Blame Shifting In Relationships

Blame shifting is one of the most common problems that couples face. When one partner wants something done, excuses are made to justify that request. Then the same excuse is made when another partner wants the same thing. The cycle goes on until both partners begin to feel that they are in the wrong for not hearing what their higher self (what you see as your "self" or "image source") wanted from them. At this point, the blame-shifting begins in earnest.

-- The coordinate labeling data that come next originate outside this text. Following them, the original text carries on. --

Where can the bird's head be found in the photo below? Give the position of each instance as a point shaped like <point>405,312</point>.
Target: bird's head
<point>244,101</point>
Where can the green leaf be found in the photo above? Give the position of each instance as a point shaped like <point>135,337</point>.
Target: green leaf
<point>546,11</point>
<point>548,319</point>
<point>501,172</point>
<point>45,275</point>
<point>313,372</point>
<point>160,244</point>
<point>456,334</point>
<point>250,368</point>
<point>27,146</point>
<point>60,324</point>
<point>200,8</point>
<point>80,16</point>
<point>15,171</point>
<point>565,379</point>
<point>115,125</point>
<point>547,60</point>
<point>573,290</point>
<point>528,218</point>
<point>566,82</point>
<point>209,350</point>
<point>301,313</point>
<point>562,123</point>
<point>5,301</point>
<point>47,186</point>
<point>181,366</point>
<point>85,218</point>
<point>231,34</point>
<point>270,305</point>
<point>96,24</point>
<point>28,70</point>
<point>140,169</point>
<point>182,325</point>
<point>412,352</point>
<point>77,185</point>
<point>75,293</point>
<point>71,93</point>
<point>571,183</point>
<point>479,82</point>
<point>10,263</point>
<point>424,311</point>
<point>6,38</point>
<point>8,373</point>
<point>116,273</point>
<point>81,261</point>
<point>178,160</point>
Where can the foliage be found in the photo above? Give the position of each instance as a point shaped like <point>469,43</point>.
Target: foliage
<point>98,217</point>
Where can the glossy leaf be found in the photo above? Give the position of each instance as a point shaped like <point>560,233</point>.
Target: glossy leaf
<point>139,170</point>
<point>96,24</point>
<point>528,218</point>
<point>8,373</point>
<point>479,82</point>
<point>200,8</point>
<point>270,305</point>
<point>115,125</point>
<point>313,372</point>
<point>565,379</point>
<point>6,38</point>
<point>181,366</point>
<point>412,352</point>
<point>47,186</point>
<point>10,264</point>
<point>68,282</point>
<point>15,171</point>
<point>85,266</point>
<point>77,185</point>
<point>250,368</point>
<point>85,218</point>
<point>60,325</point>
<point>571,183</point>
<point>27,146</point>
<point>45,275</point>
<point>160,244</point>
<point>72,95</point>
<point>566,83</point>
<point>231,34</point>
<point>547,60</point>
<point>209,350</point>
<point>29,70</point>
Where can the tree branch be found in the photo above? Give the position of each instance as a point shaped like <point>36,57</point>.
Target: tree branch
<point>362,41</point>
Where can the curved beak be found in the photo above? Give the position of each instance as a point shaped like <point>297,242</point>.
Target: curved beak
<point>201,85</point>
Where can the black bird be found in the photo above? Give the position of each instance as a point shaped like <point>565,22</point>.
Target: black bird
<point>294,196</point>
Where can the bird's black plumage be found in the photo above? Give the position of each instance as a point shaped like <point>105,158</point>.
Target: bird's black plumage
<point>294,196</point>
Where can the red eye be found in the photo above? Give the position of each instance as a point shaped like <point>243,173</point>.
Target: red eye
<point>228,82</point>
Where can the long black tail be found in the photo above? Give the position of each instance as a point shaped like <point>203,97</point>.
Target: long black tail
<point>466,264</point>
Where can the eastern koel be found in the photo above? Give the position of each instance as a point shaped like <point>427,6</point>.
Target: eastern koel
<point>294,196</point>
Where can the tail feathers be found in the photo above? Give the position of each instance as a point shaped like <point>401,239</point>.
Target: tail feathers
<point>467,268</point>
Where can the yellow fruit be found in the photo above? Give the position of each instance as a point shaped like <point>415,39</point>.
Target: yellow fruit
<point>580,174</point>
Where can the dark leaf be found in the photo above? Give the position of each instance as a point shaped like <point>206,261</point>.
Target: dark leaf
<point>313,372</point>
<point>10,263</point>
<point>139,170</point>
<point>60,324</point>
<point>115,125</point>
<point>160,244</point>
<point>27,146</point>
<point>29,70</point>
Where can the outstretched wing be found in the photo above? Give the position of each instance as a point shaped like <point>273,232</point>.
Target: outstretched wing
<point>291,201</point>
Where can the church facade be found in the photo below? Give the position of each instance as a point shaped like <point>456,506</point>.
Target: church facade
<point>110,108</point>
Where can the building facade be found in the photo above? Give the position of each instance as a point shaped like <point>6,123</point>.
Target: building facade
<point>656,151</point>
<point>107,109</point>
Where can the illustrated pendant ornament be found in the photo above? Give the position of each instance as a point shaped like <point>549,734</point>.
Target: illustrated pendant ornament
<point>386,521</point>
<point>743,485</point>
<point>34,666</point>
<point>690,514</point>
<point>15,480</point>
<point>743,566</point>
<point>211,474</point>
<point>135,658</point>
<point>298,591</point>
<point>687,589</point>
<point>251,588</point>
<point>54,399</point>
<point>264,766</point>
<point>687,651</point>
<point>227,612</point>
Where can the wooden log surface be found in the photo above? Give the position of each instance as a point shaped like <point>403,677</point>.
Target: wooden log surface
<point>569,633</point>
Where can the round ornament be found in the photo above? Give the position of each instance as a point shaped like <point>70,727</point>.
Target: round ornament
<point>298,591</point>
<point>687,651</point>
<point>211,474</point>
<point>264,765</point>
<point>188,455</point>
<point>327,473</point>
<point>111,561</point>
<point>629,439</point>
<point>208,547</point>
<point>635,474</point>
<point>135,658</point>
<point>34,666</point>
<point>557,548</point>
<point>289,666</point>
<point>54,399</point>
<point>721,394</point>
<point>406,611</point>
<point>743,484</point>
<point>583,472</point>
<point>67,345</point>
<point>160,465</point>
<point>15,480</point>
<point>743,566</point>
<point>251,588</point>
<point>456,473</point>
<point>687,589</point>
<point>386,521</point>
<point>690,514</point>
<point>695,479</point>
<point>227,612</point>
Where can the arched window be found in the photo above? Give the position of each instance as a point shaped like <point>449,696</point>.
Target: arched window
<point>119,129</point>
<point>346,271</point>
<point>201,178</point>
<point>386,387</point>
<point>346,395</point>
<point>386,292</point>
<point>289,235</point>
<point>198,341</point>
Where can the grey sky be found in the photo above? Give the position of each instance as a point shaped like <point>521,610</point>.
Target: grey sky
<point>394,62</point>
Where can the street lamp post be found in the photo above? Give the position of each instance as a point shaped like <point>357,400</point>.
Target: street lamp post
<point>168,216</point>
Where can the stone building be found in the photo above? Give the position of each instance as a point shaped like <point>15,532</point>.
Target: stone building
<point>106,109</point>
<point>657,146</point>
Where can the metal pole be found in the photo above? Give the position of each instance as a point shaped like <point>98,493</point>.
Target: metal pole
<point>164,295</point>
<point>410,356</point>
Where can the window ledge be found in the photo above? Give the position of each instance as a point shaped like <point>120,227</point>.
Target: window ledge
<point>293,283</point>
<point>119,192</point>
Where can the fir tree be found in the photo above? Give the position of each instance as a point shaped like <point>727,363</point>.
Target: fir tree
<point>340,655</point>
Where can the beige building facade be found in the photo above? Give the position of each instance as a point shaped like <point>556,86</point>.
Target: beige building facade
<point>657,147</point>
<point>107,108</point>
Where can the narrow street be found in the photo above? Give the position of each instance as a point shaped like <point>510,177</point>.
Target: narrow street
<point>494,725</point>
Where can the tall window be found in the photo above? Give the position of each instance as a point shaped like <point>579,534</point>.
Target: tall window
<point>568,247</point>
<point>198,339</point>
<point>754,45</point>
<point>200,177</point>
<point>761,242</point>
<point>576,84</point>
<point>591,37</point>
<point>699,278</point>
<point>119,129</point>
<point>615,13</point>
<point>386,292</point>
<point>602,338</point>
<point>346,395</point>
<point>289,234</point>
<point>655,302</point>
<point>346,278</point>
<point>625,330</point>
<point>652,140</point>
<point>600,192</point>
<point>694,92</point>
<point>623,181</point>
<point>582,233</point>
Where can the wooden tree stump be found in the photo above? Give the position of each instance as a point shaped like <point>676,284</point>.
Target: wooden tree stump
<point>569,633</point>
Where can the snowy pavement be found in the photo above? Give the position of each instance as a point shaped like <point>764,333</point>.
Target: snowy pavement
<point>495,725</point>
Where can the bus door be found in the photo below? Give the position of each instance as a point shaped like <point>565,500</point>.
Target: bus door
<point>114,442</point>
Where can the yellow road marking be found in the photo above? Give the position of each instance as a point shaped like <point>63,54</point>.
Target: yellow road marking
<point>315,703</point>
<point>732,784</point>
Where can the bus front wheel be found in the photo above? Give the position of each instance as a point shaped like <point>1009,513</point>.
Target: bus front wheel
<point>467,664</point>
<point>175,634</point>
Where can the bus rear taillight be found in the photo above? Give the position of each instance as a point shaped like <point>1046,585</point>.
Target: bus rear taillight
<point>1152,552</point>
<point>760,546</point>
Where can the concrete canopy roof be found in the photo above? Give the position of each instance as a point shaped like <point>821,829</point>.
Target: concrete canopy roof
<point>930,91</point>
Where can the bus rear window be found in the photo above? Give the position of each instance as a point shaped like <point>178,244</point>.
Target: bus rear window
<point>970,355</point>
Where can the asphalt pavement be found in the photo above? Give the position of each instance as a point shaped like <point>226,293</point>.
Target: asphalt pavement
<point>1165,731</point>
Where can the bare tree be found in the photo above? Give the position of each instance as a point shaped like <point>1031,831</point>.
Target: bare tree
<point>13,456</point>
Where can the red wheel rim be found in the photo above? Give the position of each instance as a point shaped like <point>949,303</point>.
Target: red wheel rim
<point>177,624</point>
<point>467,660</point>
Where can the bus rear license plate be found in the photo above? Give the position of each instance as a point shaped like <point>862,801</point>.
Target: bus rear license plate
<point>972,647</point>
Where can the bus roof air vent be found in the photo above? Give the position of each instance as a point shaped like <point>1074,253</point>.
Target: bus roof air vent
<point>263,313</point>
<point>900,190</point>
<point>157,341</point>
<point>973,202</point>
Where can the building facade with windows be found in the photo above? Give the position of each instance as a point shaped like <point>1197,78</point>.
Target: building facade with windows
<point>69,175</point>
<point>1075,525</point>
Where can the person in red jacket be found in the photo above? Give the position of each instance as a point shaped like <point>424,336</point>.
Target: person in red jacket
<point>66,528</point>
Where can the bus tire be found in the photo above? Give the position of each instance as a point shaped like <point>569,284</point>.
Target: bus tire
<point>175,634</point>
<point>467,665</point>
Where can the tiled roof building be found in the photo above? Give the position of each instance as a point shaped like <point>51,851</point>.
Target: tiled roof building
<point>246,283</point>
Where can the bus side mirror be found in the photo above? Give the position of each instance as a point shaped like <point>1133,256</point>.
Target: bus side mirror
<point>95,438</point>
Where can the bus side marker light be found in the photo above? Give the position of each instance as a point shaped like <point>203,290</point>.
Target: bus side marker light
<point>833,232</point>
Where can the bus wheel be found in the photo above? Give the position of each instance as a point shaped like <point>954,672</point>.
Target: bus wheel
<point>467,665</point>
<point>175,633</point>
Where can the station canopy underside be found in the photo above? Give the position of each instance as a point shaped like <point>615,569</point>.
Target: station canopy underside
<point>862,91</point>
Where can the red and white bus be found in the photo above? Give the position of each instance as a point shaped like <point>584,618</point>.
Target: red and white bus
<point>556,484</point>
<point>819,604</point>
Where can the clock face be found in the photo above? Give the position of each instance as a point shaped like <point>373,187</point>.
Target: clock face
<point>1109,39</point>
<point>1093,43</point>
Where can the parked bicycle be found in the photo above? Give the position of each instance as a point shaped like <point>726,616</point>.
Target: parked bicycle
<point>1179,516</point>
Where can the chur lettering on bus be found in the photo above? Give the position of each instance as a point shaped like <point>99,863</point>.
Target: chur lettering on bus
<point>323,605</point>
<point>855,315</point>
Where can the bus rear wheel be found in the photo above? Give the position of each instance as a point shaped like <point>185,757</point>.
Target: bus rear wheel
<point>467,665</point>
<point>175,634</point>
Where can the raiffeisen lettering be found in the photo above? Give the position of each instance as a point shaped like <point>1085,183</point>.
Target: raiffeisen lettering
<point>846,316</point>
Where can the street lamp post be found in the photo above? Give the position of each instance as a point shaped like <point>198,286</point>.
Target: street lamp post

I have come to believe that many people need to stop blaming themselves or others if they are going to make better relationships. For example, blaming yourself for not appreciating a compliment is very damaging. If you did not receive an award for your efforts in the past week, why should you continue to think about it? Likewise, if you did not receive a promotion recently or think that you deserve it, why should you keep looking at the mirror for affirmation?

The first step toward stopping the blame-shifting in relationships is for each of you to be honest with each other about where the problems lie. Then, once you understand where the problems lie, you can help each other work through those issues. But how do you know which problems lie? To help you out, here are a few questions: Do you avoid taking responsibility for past mistakes, especially negative mistakes? Do you blame others too often, for trivial things that you did not cause?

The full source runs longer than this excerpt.